Furthermore, the input end of the storage battery is connected with the main power supply through a charging device, the charging device is used for converting 380V alternating current of the main power supply into 220V alternating current, converting the 220V alternating current into direct current and outputting the direct current to the storage battery for storage, a second switch Q02 is connected in series between the main power supply and the charging device, and the second switch Q02 is used for controlling the on-off of the charging device.

Further, a first switch Q01 is connected in series between the main power supply and the normally open contact of the first contactor KM1, and the on-off of the brake can be controlled through the first switch Q01.

The embodiment also comprises a crane with the emergency braking circuit, wherein the emergency braking circuit stores electric energy by using a storage battery under the condition of normal operation of the crane, the electric energy in the storage battery can be released by an inverter to drive a brake to work when the power is off, and then the brake is opened and closed continuously by inching to ensure that a heavy object falls on the ground safely and slowly.

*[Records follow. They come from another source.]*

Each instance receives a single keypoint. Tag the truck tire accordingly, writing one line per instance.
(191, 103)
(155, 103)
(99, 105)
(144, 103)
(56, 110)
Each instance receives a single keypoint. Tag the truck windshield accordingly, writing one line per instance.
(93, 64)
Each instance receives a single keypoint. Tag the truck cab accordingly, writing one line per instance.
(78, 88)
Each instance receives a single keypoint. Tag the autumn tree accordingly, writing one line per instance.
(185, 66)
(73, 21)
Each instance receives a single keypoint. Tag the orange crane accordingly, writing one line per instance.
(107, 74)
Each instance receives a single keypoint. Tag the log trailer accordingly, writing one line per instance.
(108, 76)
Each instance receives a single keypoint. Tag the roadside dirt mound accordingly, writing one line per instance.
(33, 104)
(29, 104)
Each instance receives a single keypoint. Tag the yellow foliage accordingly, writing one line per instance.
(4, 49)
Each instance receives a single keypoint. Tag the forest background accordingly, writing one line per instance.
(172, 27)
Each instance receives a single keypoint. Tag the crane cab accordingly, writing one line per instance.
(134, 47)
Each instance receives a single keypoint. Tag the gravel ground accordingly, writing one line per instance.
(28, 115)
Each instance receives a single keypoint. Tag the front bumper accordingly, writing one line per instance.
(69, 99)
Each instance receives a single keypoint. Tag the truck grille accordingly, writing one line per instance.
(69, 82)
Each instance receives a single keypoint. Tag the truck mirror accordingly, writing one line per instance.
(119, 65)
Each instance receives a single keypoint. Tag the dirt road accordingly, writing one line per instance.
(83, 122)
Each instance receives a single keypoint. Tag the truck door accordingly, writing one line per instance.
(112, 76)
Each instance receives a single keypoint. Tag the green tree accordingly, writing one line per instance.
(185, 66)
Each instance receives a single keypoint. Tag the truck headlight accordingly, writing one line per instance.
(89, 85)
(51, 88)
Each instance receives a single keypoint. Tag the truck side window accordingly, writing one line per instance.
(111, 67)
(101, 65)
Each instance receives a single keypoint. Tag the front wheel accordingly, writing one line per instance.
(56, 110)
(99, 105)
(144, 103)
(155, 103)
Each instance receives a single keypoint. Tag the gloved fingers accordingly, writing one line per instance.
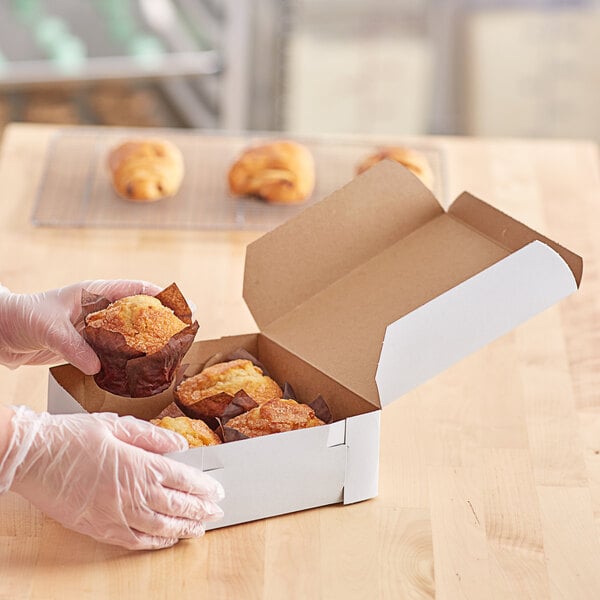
(174, 503)
(164, 526)
(177, 476)
(12, 359)
(147, 436)
(119, 288)
(138, 540)
(64, 341)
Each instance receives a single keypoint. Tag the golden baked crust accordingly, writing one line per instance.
(275, 416)
(229, 378)
(196, 432)
(146, 170)
(145, 323)
(411, 159)
(280, 171)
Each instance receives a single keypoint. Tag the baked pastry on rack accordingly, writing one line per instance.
(275, 416)
(146, 170)
(280, 171)
(412, 159)
(196, 432)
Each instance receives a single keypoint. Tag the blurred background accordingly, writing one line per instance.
(468, 67)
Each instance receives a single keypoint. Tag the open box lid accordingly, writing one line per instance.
(381, 289)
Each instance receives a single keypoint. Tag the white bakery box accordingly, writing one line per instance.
(360, 298)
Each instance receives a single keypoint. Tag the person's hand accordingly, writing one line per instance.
(38, 329)
(104, 476)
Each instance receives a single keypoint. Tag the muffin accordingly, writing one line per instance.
(228, 378)
(140, 340)
(280, 171)
(411, 159)
(145, 323)
(146, 170)
(275, 416)
(196, 432)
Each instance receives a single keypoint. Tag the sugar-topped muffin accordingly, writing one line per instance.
(196, 432)
(145, 323)
(275, 416)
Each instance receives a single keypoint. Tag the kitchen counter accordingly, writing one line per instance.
(490, 472)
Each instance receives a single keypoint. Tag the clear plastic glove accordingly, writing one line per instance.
(38, 329)
(104, 476)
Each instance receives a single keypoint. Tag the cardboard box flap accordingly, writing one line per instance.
(507, 231)
(338, 320)
(331, 237)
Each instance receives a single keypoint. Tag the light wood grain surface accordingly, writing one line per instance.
(490, 473)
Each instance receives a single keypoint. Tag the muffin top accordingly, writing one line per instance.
(145, 323)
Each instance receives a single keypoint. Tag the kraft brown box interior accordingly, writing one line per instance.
(359, 298)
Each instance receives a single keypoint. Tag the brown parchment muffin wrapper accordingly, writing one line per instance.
(126, 371)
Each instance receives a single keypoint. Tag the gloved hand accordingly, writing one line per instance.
(37, 329)
(102, 475)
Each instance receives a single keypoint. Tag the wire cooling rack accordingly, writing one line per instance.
(75, 189)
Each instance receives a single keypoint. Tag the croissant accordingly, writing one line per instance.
(281, 171)
(146, 170)
(411, 159)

The above-mentioned embodiments only represent some embodiments of the present invention, and the description thereof is specific and detailed, but not construed as limiting the scope of the invention. It should be noted that, for those skilled in the art, without departing from the spirit of the present invention, several variations and modifications can be made, which are within the scope of the present invention. Therefore, the protection scope of the present invention should be subject to the appended claims.

Claims

1. An emergency braking circuit is characterized by comprising a main circuit, an operation control circuit, an emergency control circuit, a brake, a storage battery, an inverter, a relay, an emergency control switch, a first contactor and a second contactor;

the main loop is sequentially connected with a main power supply, a normally open contact of the first contactor and the brake;

the control circuit is sequentially connected with a main power supply, a normally closed contact of the second contactor and the first contactor;

the input end of the storage battery is connected with a main power supply, and the output end of the storage battery is connected with the input end of the inverter;

the output end of the inverter is connected with the brake through a normally open contact of the second contactor;

the relay is connected with the main power supply;

the emergency control loop is sequentially connected with the output end of the inverter, the emergency control switch, the normally closed contact of the relay, the normally closed contact of the first contactor and the second contactor.

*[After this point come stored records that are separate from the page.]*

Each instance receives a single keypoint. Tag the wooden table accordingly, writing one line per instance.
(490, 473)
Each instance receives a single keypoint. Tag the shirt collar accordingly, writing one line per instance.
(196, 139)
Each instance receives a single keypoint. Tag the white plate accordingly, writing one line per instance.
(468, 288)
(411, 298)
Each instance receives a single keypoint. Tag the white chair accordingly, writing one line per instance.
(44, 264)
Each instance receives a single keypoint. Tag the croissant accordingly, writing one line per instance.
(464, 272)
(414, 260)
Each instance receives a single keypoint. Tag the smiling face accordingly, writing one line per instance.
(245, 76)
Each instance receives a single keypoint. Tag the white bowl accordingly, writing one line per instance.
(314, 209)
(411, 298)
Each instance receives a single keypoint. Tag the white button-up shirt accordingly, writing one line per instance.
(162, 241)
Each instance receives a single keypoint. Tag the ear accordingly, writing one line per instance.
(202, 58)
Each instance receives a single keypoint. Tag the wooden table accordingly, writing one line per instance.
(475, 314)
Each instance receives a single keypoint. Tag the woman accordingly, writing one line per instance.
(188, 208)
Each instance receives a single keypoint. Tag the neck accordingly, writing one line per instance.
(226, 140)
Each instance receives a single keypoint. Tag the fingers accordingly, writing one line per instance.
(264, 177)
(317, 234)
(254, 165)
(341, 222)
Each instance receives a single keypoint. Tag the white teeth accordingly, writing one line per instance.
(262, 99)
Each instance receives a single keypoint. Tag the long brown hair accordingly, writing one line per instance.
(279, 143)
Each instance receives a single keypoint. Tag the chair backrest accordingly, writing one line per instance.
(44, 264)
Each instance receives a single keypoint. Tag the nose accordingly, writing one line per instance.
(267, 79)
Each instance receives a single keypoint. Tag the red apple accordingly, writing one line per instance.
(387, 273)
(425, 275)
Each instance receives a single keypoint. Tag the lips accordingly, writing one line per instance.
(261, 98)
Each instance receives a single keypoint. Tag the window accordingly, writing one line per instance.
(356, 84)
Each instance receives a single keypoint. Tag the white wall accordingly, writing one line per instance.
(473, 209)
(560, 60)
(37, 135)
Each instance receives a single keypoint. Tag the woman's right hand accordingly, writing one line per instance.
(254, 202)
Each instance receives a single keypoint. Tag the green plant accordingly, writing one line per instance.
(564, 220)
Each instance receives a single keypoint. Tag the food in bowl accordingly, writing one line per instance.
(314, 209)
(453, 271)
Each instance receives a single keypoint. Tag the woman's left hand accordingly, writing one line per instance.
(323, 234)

2. The emergency braking circuit of claim 1, wherein: the input end of the storage battery is connected with a main power supply through a charging device, and a second switch is connected in series between the main power supply and the charging device.

3. The emergency braking circuit of claim 1, wherein: and a first switch is connected in series between the main power supply and the normally open contact of the first contactor.

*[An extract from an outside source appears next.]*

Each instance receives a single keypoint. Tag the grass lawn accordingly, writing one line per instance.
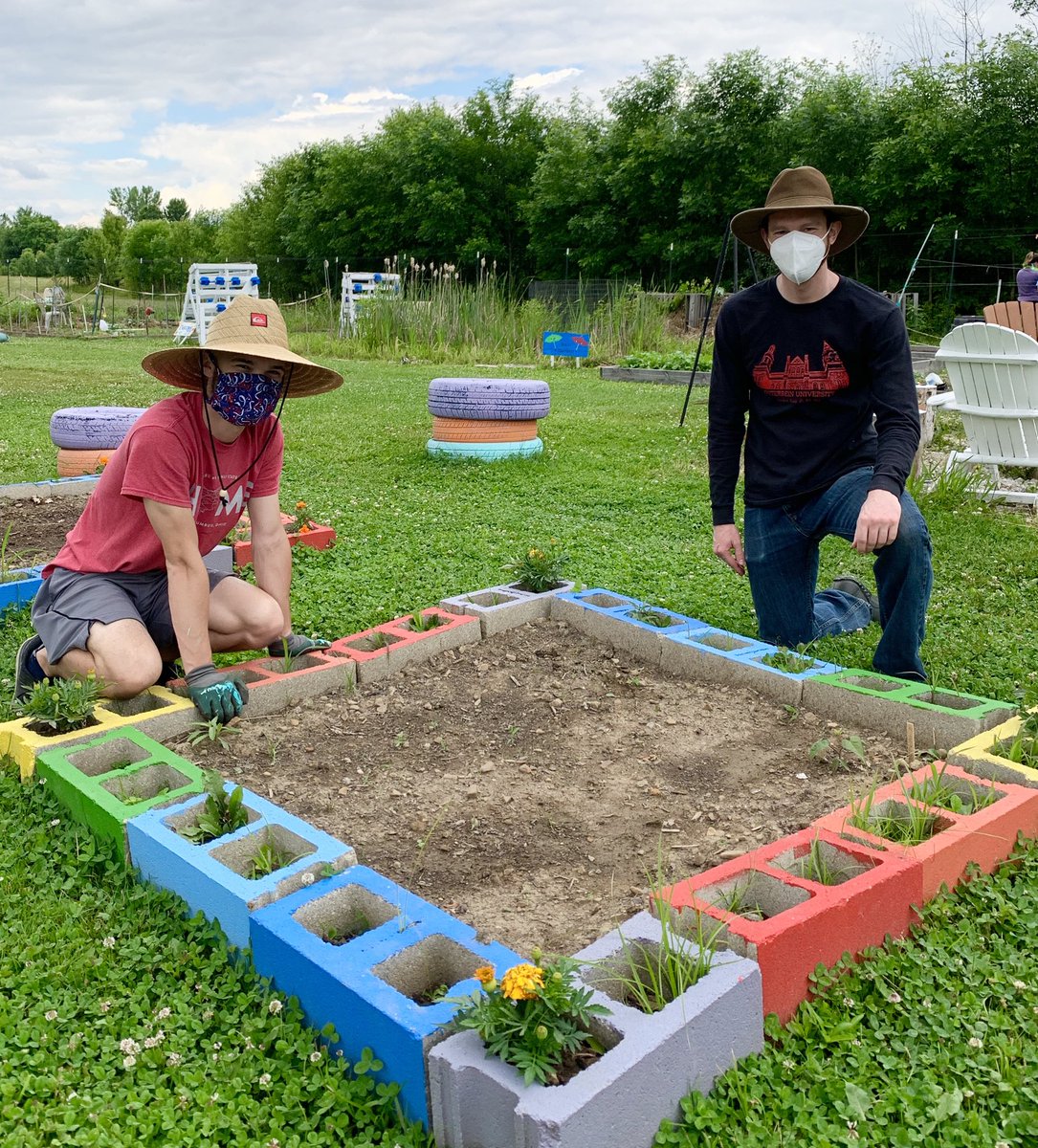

4. The crane is characterized by comprising an emergency braking circuit, wherein the emergency braking circuit comprises a main circuit, an operation control circuit, an emergency control circuit, a brake, a storage battery, an inverter, a relay, a first contactor and a second contactor;

the relay is connected with the main power supply;

the emergency control loop is sequentially connected with the output end of the inverter, the normally closed contact of the relay, the normally closed contact of the first contactor and the second contactor.

5. A crane according to claim 4, characterized in that: the input end of the storage battery is connected with a main power supply through a charging device, and a second switch is connected in series between the main power supply and the charging device.

6. A crane according to claim 4, characterized in that: and a first switch is connected in series between the main power supply and the normally open contact of the first contactor.